Alice White, owner of Pinnacle Equity Management, said people with good credit and good jobs shouldn’t have any problems getting a mortgage.
“Kingsport is one of the few places in the country where houses are still appreciating,” she said. “We’re just a little pocket of economic stability in a world of economic instability.”
Sam Kassem, president of the Home Builders Association of Greater Kingsport, said the sale of spec homes has slowed somewhat in recent months. But sales of contracted homes are steady.
“We just had a builders meeting last night and the builders there said things are going well,” Kassem said.
Some businesses are starting to feel the effects of the nationwide downturn more than others.
Shannon Monroe, manager at Fairway Ford on Lynn Garden Drive, said his dealership has experienced a “big slowdown.”
“We saw an increase in the sale of smaller cars when gas first shot up, but now it’s across the board,” Monroe said of the slowdown.
Still, he said truck sales have picked up recently with big incentives being offered by manufacturers.
At Alley’s Chrysler Dodge Jaguar Saab, owner Doug Alley said his business often reflects the strength of local industries — particularly Eastman Chemical Co. And lately, Eastman has been bucking the downward national trend. On Thursday, the Kingsport-based company announced it expects to beat Wall Street expectations when it releases its third quarter sales and earnings report later this month.
Meanwhile, the company continues its “Project Reinvest,” a plan to pump $1.3 billion to upgrade the local manufacturing operations.
“Eastman is doing well, and it’s the backbone of this area. That’s what really matters,” Alley said.
Still, he said he has noticed a difference at the dealership.
“To be honest in the last few days we’ve not had as many people in looking as we’d like to have, and the national news — the CNNs and all screaming the sky is falling, has got people concerned,” Alley said.
Vehicle financing is another area impacted by the national crisis. Alley said it’s “a little bit more of a challenge” to find financing today for new and used car buyers than it was just two or three months ago.
“Banks are being a little more cautious. It takes a little more effort on both our part and the customer’s part to provide the information and background that they (banks) want to feel comfortable,” Alley said.
Aundrea Wilcox, executive director of the Kingsport Office of Small Business Development & Entrepreneurship, said her office has seen an increase in the number of business owners seeking help these days.
“A lot of the difficulty is with loans. I have people coming in saying, ‘I can’t make it.’ Cash flow is the problem. It’s very tight, and then they wait until the last minute and try to get that funding, and it can’t get there in time,” Wilcox said. “We’re not totally immune” from the national crisis, she said.
Now more than ever, Wilcox said, businesses need to monitor their finances closely and recognize when they need to seek help.

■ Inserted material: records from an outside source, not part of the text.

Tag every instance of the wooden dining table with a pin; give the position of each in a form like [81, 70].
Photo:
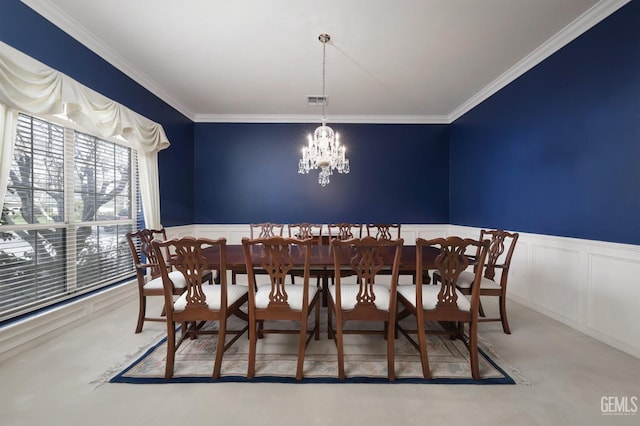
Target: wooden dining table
[321, 257]
[321, 260]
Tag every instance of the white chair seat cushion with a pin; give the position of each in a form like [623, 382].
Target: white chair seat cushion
[294, 295]
[212, 294]
[349, 292]
[176, 277]
[430, 296]
[466, 278]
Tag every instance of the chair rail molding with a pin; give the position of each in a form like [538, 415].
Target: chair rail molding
[588, 285]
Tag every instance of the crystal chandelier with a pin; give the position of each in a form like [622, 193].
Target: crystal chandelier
[324, 149]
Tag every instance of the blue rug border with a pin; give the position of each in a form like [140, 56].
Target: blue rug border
[119, 378]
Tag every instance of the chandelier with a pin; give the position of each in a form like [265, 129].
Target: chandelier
[324, 150]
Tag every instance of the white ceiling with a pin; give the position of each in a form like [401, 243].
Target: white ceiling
[392, 61]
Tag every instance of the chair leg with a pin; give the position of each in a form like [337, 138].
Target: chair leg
[141, 313]
[317, 318]
[220, 347]
[171, 349]
[301, 346]
[340, 345]
[391, 370]
[503, 315]
[473, 350]
[251, 370]
[330, 320]
[480, 309]
[422, 342]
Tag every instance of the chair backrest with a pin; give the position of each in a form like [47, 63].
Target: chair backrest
[383, 230]
[344, 231]
[188, 257]
[277, 256]
[144, 256]
[366, 258]
[304, 231]
[266, 230]
[451, 260]
[500, 251]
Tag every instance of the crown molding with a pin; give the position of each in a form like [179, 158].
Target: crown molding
[580, 25]
[63, 21]
[569, 33]
[284, 118]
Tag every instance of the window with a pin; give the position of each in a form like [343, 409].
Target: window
[71, 198]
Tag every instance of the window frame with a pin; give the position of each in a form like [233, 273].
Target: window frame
[70, 224]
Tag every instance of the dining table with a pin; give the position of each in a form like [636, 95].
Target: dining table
[321, 260]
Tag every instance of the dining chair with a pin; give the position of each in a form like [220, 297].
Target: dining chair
[366, 300]
[443, 302]
[260, 230]
[344, 231]
[148, 276]
[266, 230]
[279, 301]
[304, 231]
[383, 230]
[499, 256]
[199, 303]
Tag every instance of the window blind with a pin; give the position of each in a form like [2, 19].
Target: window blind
[71, 199]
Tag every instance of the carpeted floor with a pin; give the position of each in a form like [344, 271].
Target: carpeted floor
[365, 361]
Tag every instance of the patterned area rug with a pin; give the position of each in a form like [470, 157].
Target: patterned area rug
[365, 361]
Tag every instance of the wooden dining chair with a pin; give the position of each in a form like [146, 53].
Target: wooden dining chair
[277, 300]
[148, 272]
[443, 302]
[499, 256]
[305, 231]
[364, 301]
[259, 230]
[199, 303]
[266, 230]
[344, 231]
[383, 230]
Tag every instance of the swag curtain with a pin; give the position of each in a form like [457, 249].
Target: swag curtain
[30, 86]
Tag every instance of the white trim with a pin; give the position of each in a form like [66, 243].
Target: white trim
[585, 284]
[19, 336]
[284, 118]
[596, 266]
[576, 28]
[583, 23]
[57, 17]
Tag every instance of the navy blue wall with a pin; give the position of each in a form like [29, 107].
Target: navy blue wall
[28, 32]
[558, 150]
[249, 173]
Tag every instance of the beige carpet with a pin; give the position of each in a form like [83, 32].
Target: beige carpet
[365, 361]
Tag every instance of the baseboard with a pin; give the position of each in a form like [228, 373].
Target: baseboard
[19, 336]
[590, 286]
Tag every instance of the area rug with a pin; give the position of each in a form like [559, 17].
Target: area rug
[365, 361]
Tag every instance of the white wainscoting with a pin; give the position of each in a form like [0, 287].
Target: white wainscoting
[592, 286]
[21, 335]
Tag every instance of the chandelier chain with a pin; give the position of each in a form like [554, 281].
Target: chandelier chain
[324, 66]
[324, 150]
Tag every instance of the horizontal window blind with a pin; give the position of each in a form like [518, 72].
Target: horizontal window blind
[71, 199]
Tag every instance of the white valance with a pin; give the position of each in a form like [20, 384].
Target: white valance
[29, 86]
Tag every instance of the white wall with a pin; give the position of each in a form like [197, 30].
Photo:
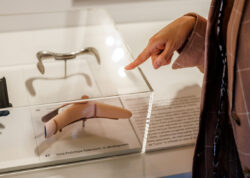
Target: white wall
[122, 11]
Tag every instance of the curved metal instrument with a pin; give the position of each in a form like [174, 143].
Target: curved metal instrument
[42, 55]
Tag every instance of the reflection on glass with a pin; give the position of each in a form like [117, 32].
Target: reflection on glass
[121, 72]
[110, 40]
[118, 54]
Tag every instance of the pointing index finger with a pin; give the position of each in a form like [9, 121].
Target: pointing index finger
[146, 53]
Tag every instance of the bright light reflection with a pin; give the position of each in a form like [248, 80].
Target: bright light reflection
[121, 72]
[118, 54]
[110, 40]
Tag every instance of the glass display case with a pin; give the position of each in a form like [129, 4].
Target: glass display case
[68, 67]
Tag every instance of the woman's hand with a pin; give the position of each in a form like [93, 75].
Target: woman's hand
[162, 45]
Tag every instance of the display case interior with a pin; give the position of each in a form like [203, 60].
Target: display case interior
[65, 95]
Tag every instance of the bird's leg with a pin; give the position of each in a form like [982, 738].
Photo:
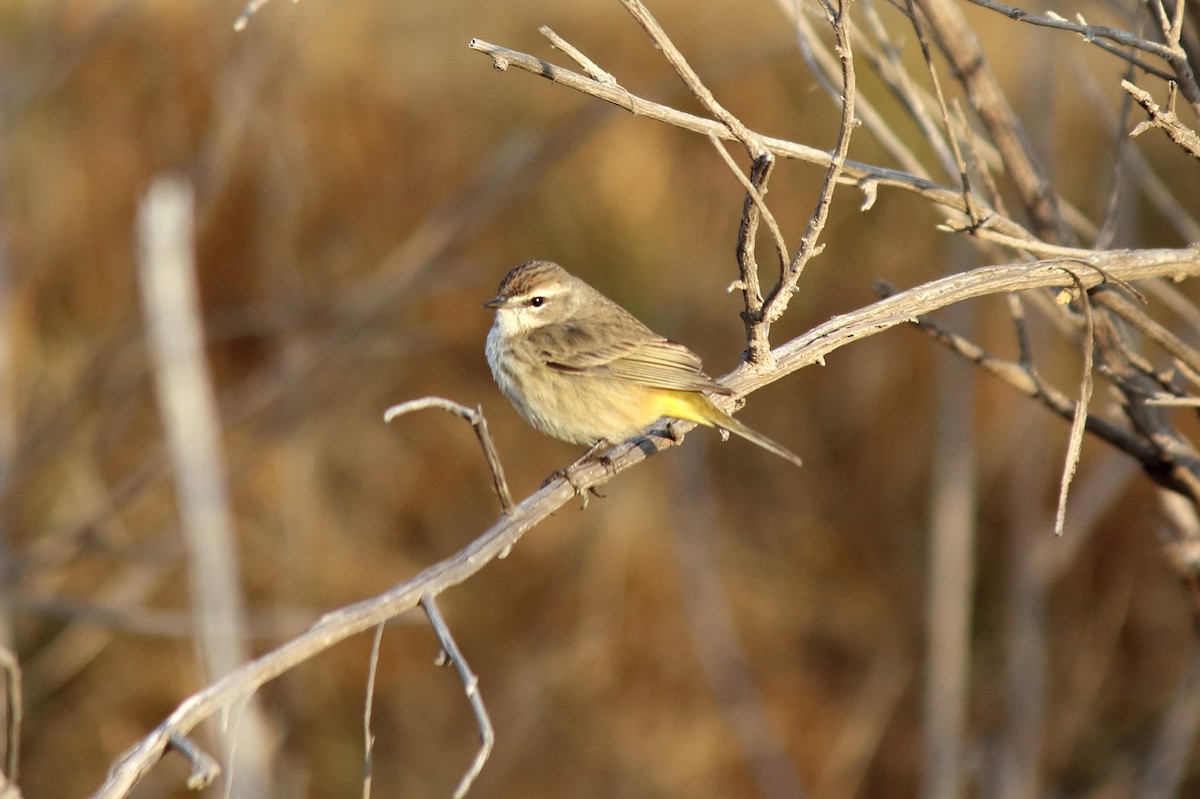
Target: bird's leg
[568, 473]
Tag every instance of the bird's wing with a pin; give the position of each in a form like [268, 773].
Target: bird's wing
[652, 361]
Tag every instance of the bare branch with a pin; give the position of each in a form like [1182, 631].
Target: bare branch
[1164, 120]
[15, 712]
[961, 47]
[1091, 34]
[777, 302]
[471, 683]
[189, 408]
[479, 422]
[749, 139]
[503, 535]
[1079, 419]
[853, 172]
[367, 736]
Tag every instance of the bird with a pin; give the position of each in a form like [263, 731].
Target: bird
[581, 368]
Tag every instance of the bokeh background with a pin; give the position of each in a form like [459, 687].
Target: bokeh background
[720, 624]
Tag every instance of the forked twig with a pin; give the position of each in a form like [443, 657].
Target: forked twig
[479, 422]
[471, 684]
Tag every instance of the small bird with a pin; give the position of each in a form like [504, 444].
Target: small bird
[581, 368]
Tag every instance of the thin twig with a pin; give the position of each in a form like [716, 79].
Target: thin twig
[479, 422]
[961, 47]
[471, 684]
[853, 172]
[755, 194]
[1165, 120]
[777, 302]
[576, 55]
[367, 736]
[810, 348]
[757, 344]
[1187, 358]
[189, 407]
[251, 8]
[945, 112]
[1079, 420]
[749, 139]
[13, 714]
[1091, 34]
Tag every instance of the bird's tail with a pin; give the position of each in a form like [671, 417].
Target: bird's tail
[720, 419]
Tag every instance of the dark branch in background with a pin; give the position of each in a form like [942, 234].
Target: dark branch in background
[453, 655]
[1164, 120]
[961, 47]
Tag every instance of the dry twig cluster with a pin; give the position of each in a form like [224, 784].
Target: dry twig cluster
[1044, 254]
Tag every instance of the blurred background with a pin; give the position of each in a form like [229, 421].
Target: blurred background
[720, 624]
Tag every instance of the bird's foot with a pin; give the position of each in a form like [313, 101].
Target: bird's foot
[569, 473]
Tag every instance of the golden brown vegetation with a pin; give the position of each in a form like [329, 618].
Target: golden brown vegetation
[719, 624]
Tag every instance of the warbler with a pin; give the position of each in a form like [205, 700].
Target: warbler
[581, 368]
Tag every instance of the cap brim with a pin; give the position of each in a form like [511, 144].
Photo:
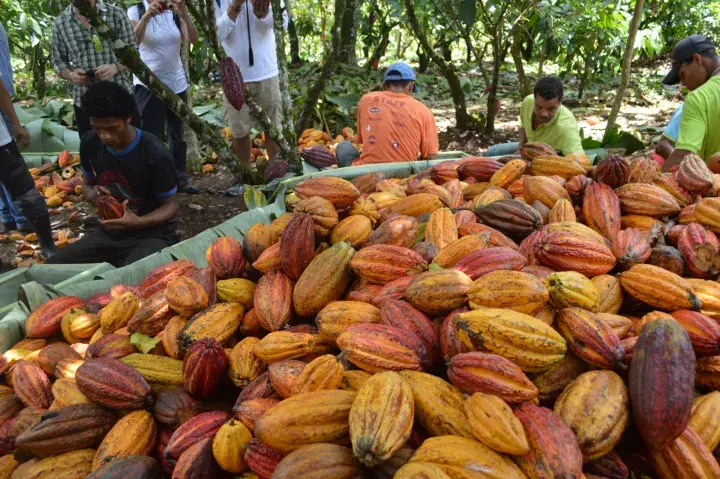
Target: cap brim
[673, 77]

“Don’t wait and sit on your hands until the last minute, because funds are out there, but the loan process is lengthy. So if you see the signs, take action. Don’t say it’s not going to happen to me.”

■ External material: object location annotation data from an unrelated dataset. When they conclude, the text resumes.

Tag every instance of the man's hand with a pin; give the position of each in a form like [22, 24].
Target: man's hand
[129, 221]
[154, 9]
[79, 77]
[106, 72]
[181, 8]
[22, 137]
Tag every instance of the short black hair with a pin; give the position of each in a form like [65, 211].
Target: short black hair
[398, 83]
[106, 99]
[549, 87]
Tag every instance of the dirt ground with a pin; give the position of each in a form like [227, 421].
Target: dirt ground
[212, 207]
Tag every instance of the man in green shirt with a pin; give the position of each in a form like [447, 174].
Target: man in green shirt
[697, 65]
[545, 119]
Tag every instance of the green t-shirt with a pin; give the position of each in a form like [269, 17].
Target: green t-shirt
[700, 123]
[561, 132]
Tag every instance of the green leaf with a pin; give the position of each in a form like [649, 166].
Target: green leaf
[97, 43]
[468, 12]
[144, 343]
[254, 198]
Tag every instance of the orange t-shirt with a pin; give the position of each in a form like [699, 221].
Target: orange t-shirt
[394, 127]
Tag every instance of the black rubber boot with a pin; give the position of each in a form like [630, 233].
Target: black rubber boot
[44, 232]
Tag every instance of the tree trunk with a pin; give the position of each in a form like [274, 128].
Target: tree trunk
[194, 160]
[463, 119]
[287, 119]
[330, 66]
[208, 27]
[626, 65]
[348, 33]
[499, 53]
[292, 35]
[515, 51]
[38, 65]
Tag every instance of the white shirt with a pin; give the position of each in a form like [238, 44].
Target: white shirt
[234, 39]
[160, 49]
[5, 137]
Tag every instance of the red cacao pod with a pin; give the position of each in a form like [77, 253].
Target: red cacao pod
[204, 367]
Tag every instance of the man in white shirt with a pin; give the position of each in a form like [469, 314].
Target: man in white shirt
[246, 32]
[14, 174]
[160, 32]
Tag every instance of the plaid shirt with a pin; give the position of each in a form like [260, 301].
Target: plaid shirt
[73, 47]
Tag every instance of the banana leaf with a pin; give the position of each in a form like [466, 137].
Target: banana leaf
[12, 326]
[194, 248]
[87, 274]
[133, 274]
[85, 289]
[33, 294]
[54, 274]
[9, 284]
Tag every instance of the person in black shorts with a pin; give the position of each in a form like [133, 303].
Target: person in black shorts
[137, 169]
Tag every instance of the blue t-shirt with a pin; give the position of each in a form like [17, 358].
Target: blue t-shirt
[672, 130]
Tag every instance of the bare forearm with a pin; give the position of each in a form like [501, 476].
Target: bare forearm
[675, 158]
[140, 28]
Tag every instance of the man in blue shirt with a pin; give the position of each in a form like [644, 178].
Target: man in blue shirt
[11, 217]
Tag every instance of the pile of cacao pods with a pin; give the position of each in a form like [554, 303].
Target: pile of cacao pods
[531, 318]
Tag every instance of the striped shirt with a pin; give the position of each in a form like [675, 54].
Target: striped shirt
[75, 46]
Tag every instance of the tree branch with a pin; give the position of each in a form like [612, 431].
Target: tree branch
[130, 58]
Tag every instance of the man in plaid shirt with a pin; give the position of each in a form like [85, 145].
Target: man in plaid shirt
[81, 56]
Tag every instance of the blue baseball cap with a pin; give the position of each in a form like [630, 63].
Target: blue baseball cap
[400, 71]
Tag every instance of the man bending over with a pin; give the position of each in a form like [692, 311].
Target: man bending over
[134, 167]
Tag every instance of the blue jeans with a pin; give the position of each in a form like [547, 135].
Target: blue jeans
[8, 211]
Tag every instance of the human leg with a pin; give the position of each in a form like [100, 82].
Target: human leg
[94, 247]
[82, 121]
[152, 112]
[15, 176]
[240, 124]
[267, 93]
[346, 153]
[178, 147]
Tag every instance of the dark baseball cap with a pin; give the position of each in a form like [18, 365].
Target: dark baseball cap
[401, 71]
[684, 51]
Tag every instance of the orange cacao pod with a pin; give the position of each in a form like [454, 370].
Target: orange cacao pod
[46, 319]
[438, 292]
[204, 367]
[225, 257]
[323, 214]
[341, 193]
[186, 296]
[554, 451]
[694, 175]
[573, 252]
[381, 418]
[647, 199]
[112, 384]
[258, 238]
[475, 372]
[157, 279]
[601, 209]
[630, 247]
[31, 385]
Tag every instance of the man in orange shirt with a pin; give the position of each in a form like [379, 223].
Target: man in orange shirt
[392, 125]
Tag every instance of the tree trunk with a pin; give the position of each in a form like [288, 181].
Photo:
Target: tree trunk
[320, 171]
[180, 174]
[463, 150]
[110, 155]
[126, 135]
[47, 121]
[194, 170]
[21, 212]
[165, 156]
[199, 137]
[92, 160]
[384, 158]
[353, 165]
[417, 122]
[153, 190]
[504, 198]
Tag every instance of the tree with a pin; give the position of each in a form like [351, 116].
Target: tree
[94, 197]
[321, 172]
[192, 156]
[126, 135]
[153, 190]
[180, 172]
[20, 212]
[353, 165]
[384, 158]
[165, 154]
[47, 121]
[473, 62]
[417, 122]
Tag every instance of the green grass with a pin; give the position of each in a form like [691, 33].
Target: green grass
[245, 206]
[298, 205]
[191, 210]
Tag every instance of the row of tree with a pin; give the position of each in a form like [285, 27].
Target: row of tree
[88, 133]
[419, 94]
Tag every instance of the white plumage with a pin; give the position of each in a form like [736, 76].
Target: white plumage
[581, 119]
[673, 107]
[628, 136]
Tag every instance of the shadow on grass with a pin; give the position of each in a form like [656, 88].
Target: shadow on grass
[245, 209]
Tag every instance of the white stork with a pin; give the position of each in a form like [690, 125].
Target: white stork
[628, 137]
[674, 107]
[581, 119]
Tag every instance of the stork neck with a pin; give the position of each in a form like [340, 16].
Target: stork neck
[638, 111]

Wilcox said businesses should look for ways to cut expenses. But they shouldn’t reduce marketing efforts.
“So many times they cut the marketing and that’s damaging. They need to increase marketing,” she said.

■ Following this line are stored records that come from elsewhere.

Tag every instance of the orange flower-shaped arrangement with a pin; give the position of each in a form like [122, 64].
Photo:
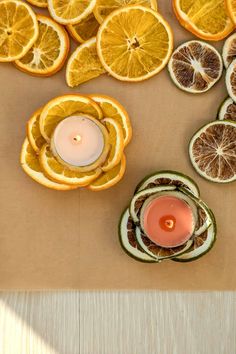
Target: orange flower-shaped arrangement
[77, 141]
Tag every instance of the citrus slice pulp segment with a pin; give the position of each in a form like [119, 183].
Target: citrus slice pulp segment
[84, 64]
[207, 19]
[212, 151]
[85, 29]
[64, 106]
[134, 43]
[104, 7]
[39, 3]
[139, 198]
[113, 109]
[128, 239]
[202, 244]
[169, 178]
[227, 110]
[62, 174]
[70, 11]
[33, 132]
[231, 7]
[229, 50]
[230, 79]
[109, 178]
[157, 252]
[18, 29]
[31, 166]
[195, 66]
[116, 141]
[49, 52]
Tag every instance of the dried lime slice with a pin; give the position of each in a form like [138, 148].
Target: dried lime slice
[195, 66]
[212, 151]
[227, 110]
[128, 239]
[169, 178]
[229, 50]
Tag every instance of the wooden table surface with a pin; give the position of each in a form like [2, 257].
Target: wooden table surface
[118, 323]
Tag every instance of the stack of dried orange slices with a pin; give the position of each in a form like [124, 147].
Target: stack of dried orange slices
[42, 165]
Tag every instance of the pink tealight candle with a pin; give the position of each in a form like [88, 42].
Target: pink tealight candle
[168, 221]
[78, 141]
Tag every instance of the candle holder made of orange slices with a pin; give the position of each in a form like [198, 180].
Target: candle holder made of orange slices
[42, 165]
[135, 240]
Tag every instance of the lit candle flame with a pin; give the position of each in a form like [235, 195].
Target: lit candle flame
[77, 138]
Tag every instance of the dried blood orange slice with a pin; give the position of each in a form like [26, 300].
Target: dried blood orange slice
[229, 50]
[195, 66]
[227, 110]
[212, 151]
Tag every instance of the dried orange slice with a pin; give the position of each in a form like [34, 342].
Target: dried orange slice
[212, 151]
[195, 66]
[116, 140]
[30, 164]
[113, 109]
[207, 19]
[62, 174]
[49, 52]
[33, 132]
[103, 7]
[229, 50]
[65, 106]
[85, 29]
[110, 178]
[39, 3]
[70, 12]
[84, 64]
[134, 43]
[18, 29]
[231, 7]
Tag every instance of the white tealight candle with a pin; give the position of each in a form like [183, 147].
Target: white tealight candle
[79, 141]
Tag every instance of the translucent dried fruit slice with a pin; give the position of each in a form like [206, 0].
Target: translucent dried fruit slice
[229, 50]
[34, 135]
[230, 79]
[116, 141]
[18, 29]
[157, 252]
[128, 239]
[39, 3]
[134, 43]
[110, 178]
[49, 52]
[169, 178]
[104, 7]
[84, 64]
[65, 106]
[207, 19]
[70, 12]
[31, 166]
[195, 66]
[113, 109]
[60, 173]
[227, 110]
[202, 244]
[212, 151]
[85, 29]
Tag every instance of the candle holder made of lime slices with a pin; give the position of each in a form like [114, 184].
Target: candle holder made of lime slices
[109, 127]
[142, 242]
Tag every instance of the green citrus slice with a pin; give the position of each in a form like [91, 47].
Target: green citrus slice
[157, 252]
[227, 110]
[128, 239]
[195, 66]
[212, 151]
[169, 178]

Wilcox said she’s seen an increase in the number of people wanting to start their own business these days. Many of them have been employees of a business that’s failing, and they want to keep the business alive.
“I’ve seen a lot of employees say I want to buy the business, and that’s pretty interesting,” Wilcox said. “People are wanting to be in control of their own situation. People are still trying to have that American dream.”